I love the complexity of flavor that most asian dishes offer and yet I rarely venture into trying to recreate them myself. However I’m working on making 52 new recipes this year and so I’m finding that in order to do this I am going to have to stretch my boundaries. That’s where this coconut curry recipe comes in! It was pretty easy to make and delivered a super flavor punch that left me wanting more!
adapted from Silk.com
- 2 Tbsp olive oil
- 2 Tbsp minced garlic
- 1/2 jalepeno, diced finely
- 1 Tbsp curry powder
- 2 Cups vegetable stock
- 2 Cups coconut milk (I used Silk brand)
- 1/2 Package rice noodles
- 1 block extra firm tofu
- 1/2 cup soy sauce
- Sriracha to taste (I used about 1 Tbsp, and we like spicy food)
- Cilantro to garnish
Start by marinating your tofu. Drain your package of tofu, cut it into bite size cubes and put it in a bowl. Mix the soy sauce and Sriracha together and then pour over your tofu. Make sure to periodically stir your tofu so that all of it gets marinated.
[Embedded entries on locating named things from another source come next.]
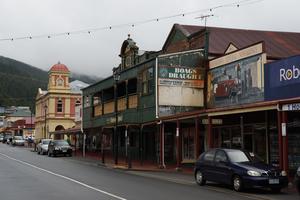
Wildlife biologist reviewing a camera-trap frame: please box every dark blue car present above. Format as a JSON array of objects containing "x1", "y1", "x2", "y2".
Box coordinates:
[{"x1": 195, "y1": 149, "x2": 288, "y2": 192}]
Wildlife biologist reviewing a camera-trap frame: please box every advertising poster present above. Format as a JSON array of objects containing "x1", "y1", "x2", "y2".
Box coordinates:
[
  {"x1": 207, "y1": 54, "x2": 264, "y2": 108},
  {"x1": 157, "y1": 49, "x2": 204, "y2": 116}
]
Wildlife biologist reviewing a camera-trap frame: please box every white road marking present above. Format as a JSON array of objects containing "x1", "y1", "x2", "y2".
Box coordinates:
[{"x1": 0, "y1": 153, "x2": 127, "y2": 200}]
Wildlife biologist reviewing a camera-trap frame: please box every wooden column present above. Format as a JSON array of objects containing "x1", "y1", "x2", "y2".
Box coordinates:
[
  {"x1": 207, "y1": 117, "x2": 213, "y2": 149},
  {"x1": 160, "y1": 123, "x2": 166, "y2": 168},
  {"x1": 176, "y1": 120, "x2": 181, "y2": 170},
  {"x1": 277, "y1": 111, "x2": 283, "y2": 169},
  {"x1": 282, "y1": 112, "x2": 289, "y2": 172},
  {"x1": 194, "y1": 117, "x2": 200, "y2": 159}
]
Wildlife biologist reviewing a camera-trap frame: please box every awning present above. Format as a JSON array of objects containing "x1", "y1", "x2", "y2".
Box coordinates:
[{"x1": 49, "y1": 126, "x2": 82, "y2": 135}]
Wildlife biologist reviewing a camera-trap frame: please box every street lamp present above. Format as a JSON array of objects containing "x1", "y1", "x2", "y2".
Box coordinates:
[
  {"x1": 113, "y1": 67, "x2": 120, "y2": 165},
  {"x1": 44, "y1": 104, "x2": 48, "y2": 138}
]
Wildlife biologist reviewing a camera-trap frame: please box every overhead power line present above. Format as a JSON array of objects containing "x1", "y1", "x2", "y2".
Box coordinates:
[{"x1": 0, "y1": 0, "x2": 264, "y2": 41}]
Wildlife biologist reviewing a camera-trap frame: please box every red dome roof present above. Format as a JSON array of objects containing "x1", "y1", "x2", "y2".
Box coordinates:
[{"x1": 50, "y1": 62, "x2": 70, "y2": 72}]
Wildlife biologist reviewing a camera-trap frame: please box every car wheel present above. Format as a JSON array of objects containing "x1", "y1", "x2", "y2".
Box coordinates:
[
  {"x1": 195, "y1": 170, "x2": 206, "y2": 185},
  {"x1": 232, "y1": 175, "x2": 243, "y2": 192}
]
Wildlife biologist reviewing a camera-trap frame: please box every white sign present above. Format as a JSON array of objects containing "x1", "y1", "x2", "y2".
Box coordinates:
[
  {"x1": 202, "y1": 119, "x2": 223, "y2": 125},
  {"x1": 281, "y1": 123, "x2": 286, "y2": 136},
  {"x1": 282, "y1": 103, "x2": 300, "y2": 111}
]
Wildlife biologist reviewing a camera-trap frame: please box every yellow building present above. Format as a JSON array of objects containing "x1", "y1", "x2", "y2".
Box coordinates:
[{"x1": 35, "y1": 63, "x2": 84, "y2": 140}]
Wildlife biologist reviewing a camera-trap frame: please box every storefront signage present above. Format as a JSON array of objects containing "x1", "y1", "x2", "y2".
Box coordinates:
[
  {"x1": 265, "y1": 56, "x2": 300, "y2": 100},
  {"x1": 156, "y1": 49, "x2": 205, "y2": 117},
  {"x1": 282, "y1": 103, "x2": 300, "y2": 111},
  {"x1": 159, "y1": 66, "x2": 203, "y2": 80},
  {"x1": 202, "y1": 119, "x2": 223, "y2": 125},
  {"x1": 106, "y1": 115, "x2": 123, "y2": 124}
]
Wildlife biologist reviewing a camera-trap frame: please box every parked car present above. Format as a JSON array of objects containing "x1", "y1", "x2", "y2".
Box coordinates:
[
  {"x1": 5, "y1": 135, "x2": 13, "y2": 144},
  {"x1": 295, "y1": 167, "x2": 300, "y2": 194},
  {"x1": 11, "y1": 136, "x2": 25, "y2": 146},
  {"x1": 36, "y1": 139, "x2": 51, "y2": 154},
  {"x1": 48, "y1": 140, "x2": 72, "y2": 156},
  {"x1": 194, "y1": 148, "x2": 288, "y2": 192},
  {"x1": 2, "y1": 134, "x2": 12, "y2": 143}
]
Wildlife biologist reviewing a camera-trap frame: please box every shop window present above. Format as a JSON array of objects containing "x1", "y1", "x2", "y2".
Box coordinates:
[
  {"x1": 75, "y1": 100, "x2": 81, "y2": 106},
  {"x1": 56, "y1": 99, "x2": 63, "y2": 113},
  {"x1": 84, "y1": 96, "x2": 90, "y2": 108},
  {"x1": 182, "y1": 128, "x2": 195, "y2": 160},
  {"x1": 142, "y1": 67, "x2": 154, "y2": 95},
  {"x1": 203, "y1": 150, "x2": 215, "y2": 161},
  {"x1": 215, "y1": 151, "x2": 227, "y2": 162}
]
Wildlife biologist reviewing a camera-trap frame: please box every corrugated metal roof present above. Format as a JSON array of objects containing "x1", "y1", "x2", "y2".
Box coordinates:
[{"x1": 175, "y1": 24, "x2": 300, "y2": 58}]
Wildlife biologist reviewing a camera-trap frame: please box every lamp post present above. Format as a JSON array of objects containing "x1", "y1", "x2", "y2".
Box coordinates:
[
  {"x1": 113, "y1": 67, "x2": 120, "y2": 165},
  {"x1": 44, "y1": 104, "x2": 48, "y2": 138}
]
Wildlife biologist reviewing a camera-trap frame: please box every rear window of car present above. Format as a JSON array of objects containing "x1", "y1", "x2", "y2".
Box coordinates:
[
  {"x1": 42, "y1": 140, "x2": 50, "y2": 144},
  {"x1": 203, "y1": 151, "x2": 215, "y2": 161}
]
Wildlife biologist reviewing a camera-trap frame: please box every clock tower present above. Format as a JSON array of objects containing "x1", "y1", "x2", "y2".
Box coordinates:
[{"x1": 48, "y1": 62, "x2": 70, "y2": 93}]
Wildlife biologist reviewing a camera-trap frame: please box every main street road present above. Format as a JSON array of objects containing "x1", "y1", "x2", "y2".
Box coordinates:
[{"x1": 0, "y1": 143, "x2": 296, "y2": 200}]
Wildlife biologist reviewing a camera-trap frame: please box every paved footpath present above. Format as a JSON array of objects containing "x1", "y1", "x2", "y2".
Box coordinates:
[{"x1": 66, "y1": 157, "x2": 300, "y2": 200}]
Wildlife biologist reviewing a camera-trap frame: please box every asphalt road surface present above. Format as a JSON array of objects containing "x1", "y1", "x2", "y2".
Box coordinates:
[{"x1": 0, "y1": 143, "x2": 296, "y2": 200}]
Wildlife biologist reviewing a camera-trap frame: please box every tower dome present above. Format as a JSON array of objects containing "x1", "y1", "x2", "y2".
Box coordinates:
[{"x1": 50, "y1": 62, "x2": 70, "y2": 72}]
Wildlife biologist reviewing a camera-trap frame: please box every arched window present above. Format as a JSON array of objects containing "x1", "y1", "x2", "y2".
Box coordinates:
[
  {"x1": 56, "y1": 99, "x2": 63, "y2": 112},
  {"x1": 56, "y1": 78, "x2": 64, "y2": 86},
  {"x1": 75, "y1": 100, "x2": 81, "y2": 106}
]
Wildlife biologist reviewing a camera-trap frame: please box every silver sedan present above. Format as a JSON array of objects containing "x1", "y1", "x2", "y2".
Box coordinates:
[{"x1": 36, "y1": 139, "x2": 51, "y2": 155}]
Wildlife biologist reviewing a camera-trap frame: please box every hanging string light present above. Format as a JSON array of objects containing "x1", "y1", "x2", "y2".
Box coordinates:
[{"x1": 0, "y1": 0, "x2": 264, "y2": 41}]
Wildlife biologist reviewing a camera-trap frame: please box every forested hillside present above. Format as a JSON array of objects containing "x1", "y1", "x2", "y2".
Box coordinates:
[{"x1": 0, "y1": 56, "x2": 99, "y2": 109}]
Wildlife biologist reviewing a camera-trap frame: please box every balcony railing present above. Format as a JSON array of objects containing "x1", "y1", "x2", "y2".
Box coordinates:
[
  {"x1": 94, "y1": 94, "x2": 138, "y2": 117},
  {"x1": 94, "y1": 104, "x2": 102, "y2": 117},
  {"x1": 104, "y1": 101, "x2": 115, "y2": 114},
  {"x1": 128, "y1": 94, "x2": 138, "y2": 108}
]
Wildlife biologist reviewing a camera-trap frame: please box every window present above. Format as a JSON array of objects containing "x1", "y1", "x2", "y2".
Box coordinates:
[
  {"x1": 56, "y1": 99, "x2": 63, "y2": 112},
  {"x1": 56, "y1": 78, "x2": 64, "y2": 86},
  {"x1": 84, "y1": 96, "x2": 90, "y2": 108},
  {"x1": 142, "y1": 67, "x2": 154, "y2": 95},
  {"x1": 75, "y1": 100, "x2": 81, "y2": 106},
  {"x1": 203, "y1": 151, "x2": 215, "y2": 161}
]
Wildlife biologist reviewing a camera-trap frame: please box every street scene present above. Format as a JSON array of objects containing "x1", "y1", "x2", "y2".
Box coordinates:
[
  {"x1": 0, "y1": 0, "x2": 300, "y2": 200},
  {"x1": 0, "y1": 143, "x2": 298, "y2": 200}
]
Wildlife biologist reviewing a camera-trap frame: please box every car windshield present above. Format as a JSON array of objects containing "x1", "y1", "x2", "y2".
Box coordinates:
[
  {"x1": 227, "y1": 151, "x2": 252, "y2": 163},
  {"x1": 15, "y1": 136, "x2": 23, "y2": 140},
  {"x1": 54, "y1": 140, "x2": 69, "y2": 146},
  {"x1": 42, "y1": 140, "x2": 50, "y2": 144}
]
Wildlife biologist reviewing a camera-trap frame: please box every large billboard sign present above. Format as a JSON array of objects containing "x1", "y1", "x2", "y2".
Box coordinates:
[
  {"x1": 157, "y1": 49, "x2": 205, "y2": 117},
  {"x1": 207, "y1": 43, "x2": 266, "y2": 108},
  {"x1": 265, "y1": 55, "x2": 300, "y2": 100}
]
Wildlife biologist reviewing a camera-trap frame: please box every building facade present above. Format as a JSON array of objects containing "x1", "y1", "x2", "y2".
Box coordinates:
[
  {"x1": 83, "y1": 24, "x2": 300, "y2": 176},
  {"x1": 35, "y1": 63, "x2": 81, "y2": 140}
]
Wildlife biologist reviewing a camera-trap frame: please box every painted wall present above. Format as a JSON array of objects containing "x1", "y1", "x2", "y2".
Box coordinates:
[
  {"x1": 265, "y1": 55, "x2": 300, "y2": 100},
  {"x1": 207, "y1": 43, "x2": 266, "y2": 108}
]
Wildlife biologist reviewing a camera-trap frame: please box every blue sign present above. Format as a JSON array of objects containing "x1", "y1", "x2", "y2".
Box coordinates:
[{"x1": 265, "y1": 55, "x2": 300, "y2": 100}]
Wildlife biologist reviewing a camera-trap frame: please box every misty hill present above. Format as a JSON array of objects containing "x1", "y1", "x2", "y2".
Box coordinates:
[{"x1": 0, "y1": 56, "x2": 100, "y2": 108}]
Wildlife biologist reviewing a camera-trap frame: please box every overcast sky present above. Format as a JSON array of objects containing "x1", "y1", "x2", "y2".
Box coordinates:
[{"x1": 0, "y1": 0, "x2": 300, "y2": 77}]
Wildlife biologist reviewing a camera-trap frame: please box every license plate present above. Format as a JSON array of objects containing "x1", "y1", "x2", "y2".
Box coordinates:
[{"x1": 269, "y1": 179, "x2": 279, "y2": 184}]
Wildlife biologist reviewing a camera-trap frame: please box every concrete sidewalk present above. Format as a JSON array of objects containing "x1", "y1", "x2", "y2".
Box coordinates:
[{"x1": 68, "y1": 156, "x2": 300, "y2": 200}]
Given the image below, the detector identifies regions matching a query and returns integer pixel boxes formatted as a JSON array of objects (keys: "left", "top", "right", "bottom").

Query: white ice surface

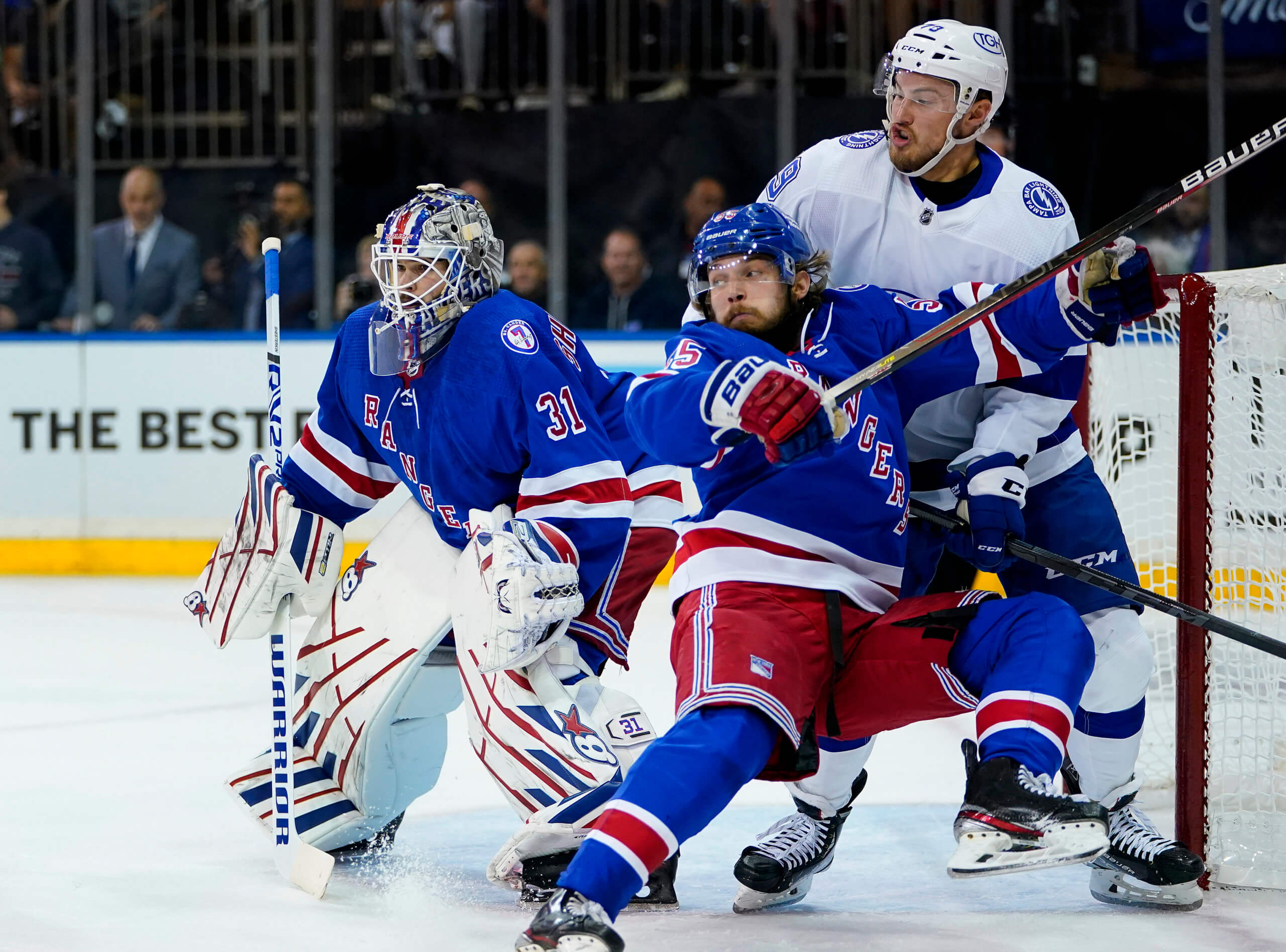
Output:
[{"left": 8, "top": 578, "right": 1286, "bottom": 952}]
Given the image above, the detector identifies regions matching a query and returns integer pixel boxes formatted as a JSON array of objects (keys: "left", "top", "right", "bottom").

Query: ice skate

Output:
[
  {"left": 518, "top": 849, "right": 679, "bottom": 912},
  {"left": 732, "top": 771, "right": 867, "bottom": 912},
  {"left": 1089, "top": 801, "right": 1205, "bottom": 912},
  {"left": 513, "top": 889, "right": 625, "bottom": 952},
  {"left": 946, "top": 741, "right": 1109, "bottom": 879}
]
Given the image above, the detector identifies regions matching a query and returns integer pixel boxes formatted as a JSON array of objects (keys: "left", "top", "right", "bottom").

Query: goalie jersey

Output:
[
  {"left": 759, "top": 130, "right": 1086, "bottom": 491},
  {"left": 282, "top": 291, "right": 683, "bottom": 627},
  {"left": 626, "top": 282, "right": 1082, "bottom": 611}
]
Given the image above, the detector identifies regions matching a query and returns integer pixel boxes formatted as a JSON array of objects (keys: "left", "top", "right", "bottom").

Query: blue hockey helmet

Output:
[
  {"left": 688, "top": 202, "right": 813, "bottom": 303},
  {"left": 369, "top": 184, "right": 504, "bottom": 377}
]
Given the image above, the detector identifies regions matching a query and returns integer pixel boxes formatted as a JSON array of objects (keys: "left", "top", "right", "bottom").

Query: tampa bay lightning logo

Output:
[
  {"left": 340, "top": 549, "right": 377, "bottom": 601},
  {"left": 500, "top": 321, "right": 540, "bottom": 354},
  {"left": 554, "top": 704, "right": 617, "bottom": 766},
  {"left": 974, "top": 31, "right": 1004, "bottom": 57},
  {"left": 768, "top": 156, "right": 800, "bottom": 202},
  {"left": 840, "top": 129, "right": 884, "bottom": 149},
  {"left": 1022, "top": 181, "right": 1067, "bottom": 219}
]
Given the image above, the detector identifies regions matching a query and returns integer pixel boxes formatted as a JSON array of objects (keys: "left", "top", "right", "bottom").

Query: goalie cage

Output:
[{"left": 1078, "top": 265, "right": 1286, "bottom": 889}]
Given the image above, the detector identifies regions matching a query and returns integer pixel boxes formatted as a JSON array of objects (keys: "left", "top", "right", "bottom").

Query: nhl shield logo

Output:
[{"left": 500, "top": 321, "right": 540, "bottom": 354}]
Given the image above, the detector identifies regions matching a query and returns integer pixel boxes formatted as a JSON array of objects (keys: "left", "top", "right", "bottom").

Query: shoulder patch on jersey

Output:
[
  {"left": 500, "top": 321, "right": 540, "bottom": 354},
  {"left": 1022, "top": 181, "right": 1067, "bottom": 219},
  {"left": 768, "top": 156, "right": 802, "bottom": 202},
  {"left": 840, "top": 129, "right": 884, "bottom": 149}
]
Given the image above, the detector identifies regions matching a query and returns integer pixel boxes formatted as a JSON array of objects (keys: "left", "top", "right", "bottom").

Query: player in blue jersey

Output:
[
  {"left": 188, "top": 185, "right": 682, "bottom": 902},
  {"left": 751, "top": 19, "right": 1204, "bottom": 909},
  {"left": 516, "top": 204, "right": 1172, "bottom": 952}
]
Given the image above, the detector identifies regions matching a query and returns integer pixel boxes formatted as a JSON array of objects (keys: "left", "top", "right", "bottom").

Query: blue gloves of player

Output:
[
  {"left": 1057, "top": 238, "right": 1166, "bottom": 344},
  {"left": 948, "top": 453, "right": 1027, "bottom": 573}
]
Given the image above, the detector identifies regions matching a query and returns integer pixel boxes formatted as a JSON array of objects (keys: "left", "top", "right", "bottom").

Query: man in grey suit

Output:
[{"left": 63, "top": 166, "right": 200, "bottom": 331}]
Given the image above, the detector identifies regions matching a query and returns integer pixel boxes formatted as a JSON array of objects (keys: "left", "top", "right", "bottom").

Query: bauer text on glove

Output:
[{"left": 701, "top": 356, "right": 849, "bottom": 463}]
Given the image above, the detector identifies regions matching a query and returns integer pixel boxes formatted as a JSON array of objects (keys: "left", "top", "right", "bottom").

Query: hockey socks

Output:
[
  {"left": 949, "top": 593, "right": 1095, "bottom": 777},
  {"left": 558, "top": 706, "right": 778, "bottom": 920}
]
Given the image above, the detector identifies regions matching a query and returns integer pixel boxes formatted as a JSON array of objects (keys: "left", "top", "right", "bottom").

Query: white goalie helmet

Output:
[
  {"left": 369, "top": 183, "right": 504, "bottom": 377},
  {"left": 873, "top": 19, "right": 1010, "bottom": 176}
]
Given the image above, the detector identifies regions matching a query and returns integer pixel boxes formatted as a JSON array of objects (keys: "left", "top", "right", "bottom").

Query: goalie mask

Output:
[
  {"left": 873, "top": 19, "right": 1010, "bottom": 177},
  {"left": 369, "top": 184, "right": 504, "bottom": 377}
]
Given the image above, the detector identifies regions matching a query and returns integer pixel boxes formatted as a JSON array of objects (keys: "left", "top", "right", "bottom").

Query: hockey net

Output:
[{"left": 1088, "top": 266, "right": 1286, "bottom": 889}]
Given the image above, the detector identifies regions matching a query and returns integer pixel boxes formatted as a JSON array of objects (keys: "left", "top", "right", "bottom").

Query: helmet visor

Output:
[
  {"left": 688, "top": 250, "right": 795, "bottom": 301},
  {"left": 872, "top": 53, "right": 959, "bottom": 116}
]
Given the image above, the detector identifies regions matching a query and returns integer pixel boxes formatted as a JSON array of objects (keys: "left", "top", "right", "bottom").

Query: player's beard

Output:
[{"left": 889, "top": 127, "right": 946, "bottom": 174}]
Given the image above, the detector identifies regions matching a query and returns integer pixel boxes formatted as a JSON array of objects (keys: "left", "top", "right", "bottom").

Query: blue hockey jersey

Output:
[
  {"left": 626, "top": 282, "right": 1084, "bottom": 611},
  {"left": 282, "top": 291, "right": 683, "bottom": 641}
]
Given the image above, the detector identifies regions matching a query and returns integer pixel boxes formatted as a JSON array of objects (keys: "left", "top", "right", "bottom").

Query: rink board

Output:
[{"left": 0, "top": 333, "right": 666, "bottom": 574}]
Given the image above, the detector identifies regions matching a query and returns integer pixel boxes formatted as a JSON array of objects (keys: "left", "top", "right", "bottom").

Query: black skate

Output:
[
  {"left": 513, "top": 888, "right": 625, "bottom": 952},
  {"left": 327, "top": 812, "right": 406, "bottom": 863},
  {"left": 946, "top": 741, "right": 1109, "bottom": 879},
  {"left": 1089, "top": 798, "right": 1205, "bottom": 912},
  {"left": 732, "top": 771, "right": 867, "bottom": 912},
  {"left": 518, "top": 849, "right": 679, "bottom": 912}
]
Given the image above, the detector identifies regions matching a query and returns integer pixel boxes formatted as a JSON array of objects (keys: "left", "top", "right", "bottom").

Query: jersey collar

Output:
[{"left": 908, "top": 142, "right": 1004, "bottom": 211}]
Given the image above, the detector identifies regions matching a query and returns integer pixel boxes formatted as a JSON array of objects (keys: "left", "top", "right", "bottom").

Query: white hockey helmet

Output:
[{"left": 875, "top": 19, "right": 1010, "bottom": 176}]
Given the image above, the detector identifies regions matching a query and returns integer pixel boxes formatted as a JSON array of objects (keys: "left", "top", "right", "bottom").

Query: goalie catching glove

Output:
[
  {"left": 701, "top": 356, "right": 849, "bottom": 464},
  {"left": 453, "top": 505, "right": 585, "bottom": 673},
  {"left": 1054, "top": 238, "right": 1169, "bottom": 344},
  {"left": 183, "top": 453, "right": 344, "bottom": 649}
]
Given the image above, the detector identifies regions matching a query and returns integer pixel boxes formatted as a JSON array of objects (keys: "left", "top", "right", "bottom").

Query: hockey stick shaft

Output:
[
  {"left": 262, "top": 238, "right": 294, "bottom": 879},
  {"left": 910, "top": 499, "right": 1286, "bottom": 659},
  {"left": 826, "top": 119, "right": 1286, "bottom": 404}
]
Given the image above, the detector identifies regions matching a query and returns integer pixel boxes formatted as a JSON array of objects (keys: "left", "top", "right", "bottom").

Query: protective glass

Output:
[
  {"left": 688, "top": 252, "right": 795, "bottom": 301},
  {"left": 872, "top": 53, "right": 959, "bottom": 115}
]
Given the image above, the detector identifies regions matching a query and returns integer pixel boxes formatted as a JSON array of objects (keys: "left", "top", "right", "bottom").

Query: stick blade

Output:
[{"left": 288, "top": 842, "right": 335, "bottom": 899}]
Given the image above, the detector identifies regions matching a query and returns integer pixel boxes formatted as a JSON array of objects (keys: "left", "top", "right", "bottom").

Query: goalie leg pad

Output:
[{"left": 228, "top": 500, "right": 462, "bottom": 851}]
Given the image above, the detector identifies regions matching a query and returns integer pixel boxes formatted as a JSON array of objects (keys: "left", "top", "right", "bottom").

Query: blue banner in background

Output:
[{"left": 1139, "top": 0, "right": 1286, "bottom": 63}]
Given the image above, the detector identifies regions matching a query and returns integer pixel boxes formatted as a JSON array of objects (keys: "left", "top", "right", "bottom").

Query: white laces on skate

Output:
[
  {"left": 1107, "top": 803, "right": 1178, "bottom": 861},
  {"left": 755, "top": 813, "right": 829, "bottom": 866},
  {"left": 1019, "top": 764, "right": 1058, "bottom": 796}
]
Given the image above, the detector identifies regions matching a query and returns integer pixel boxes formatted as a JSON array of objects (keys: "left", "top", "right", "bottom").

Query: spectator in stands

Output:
[
  {"left": 572, "top": 227, "right": 687, "bottom": 331},
  {"left": 1133, "top": 189, "right": 1210, "bottom": 274},
  {"left": 505, "top": 239, "right": 549, "bottom": 307},
  {"left": 335, "top": 234, "right": 379, "bottom": 321},
  {"left": 648, "top": 175, "right": 728, "bottom": 293},
  {"left": 0, "top": 170, "right": 63, "bottom": 331},
  {"left": 63, "top": 166, "right": 200, "bottom": 331},
  {"left": 202, "top": 179, "right": 314, "bottom": 331}
]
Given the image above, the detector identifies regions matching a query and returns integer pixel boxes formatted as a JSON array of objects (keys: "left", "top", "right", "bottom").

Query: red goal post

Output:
[{"left": 1078, "top": 266, "right": 1286, "bottom": 889}]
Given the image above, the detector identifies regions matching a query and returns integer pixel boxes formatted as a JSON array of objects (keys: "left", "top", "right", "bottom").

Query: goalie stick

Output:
[
  {"left": 910, "top": 499, "right": 1286, "bottom": 659},
  {"left": 826, "top": 119, "right": 1286, "bottom": 405},
  {"left": 262, "top": 238, "right": 335, "bottom": 899}
]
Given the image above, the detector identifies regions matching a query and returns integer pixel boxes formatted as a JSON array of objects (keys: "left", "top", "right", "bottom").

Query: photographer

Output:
[{"left": 335, "top": 234, "right": 377, "bottom": 322}]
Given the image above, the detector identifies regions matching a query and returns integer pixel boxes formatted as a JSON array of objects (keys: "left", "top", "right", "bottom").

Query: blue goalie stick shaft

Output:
[
  {"left": 910, "top": 499, "right": 1286, "bottom": 659},
  {"left": 826, "top": 119, "right": 1286, "bottom": 404}
]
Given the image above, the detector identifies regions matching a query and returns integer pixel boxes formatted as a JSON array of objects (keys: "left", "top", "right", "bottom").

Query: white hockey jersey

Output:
[{"left": 759, "top": 130, "right": 1086, "bottom": 491}]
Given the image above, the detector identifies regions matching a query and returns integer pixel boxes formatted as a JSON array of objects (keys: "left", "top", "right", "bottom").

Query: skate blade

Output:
[
  {"left": 513, "top": 935, "right": 611, "bottom": 952},
  {"left": 1089, "top": 869, "right": 1204, "bottom": 912},
  {"left": 732, "top": 875, "right": 813, "bottom": 912},
  {"left": 946, "top": 821, "right": 1109, "bottom": 879}
]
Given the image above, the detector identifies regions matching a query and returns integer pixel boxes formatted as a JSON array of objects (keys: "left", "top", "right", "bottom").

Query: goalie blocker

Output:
[{"left": 209, "top": 485, "right": 673, "bottom": 864}]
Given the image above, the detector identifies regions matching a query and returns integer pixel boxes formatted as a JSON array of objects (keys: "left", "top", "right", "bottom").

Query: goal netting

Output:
[{"left": 1088, "top": 266, "right": 1286, "bottom": 889}]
While your tofu is marinating, heat your olive oil, garlic and jalapenos over medium high heat until they start to lightly brown and become fragrant (maybe 5 minutes). Add your curry powder into this mixture and stir it up for approximately 1 minute. Add in the vegetable stock and coconut milk and reduce heat to medium, let that simmer while you prepare your noodles.
Start by breaking your rice noodles into two sections. You can save the second half in an airtight bag or you can prepare them at the same time and use them for another dish (maybe a stir fry or a salad or two). Place your noodles in a bowl and cover them completely with warm water for about 10 minutes. After they have been soaked, boil them the same way your would regular noodles, but only for about 5-10 minutes. When you put your noodles in to boil, add your tofu to the sauce.
Drain your noodles and add them to your sauce. Stir them together and then dish them out into bowls. Garnish with chopped cilantro and serve!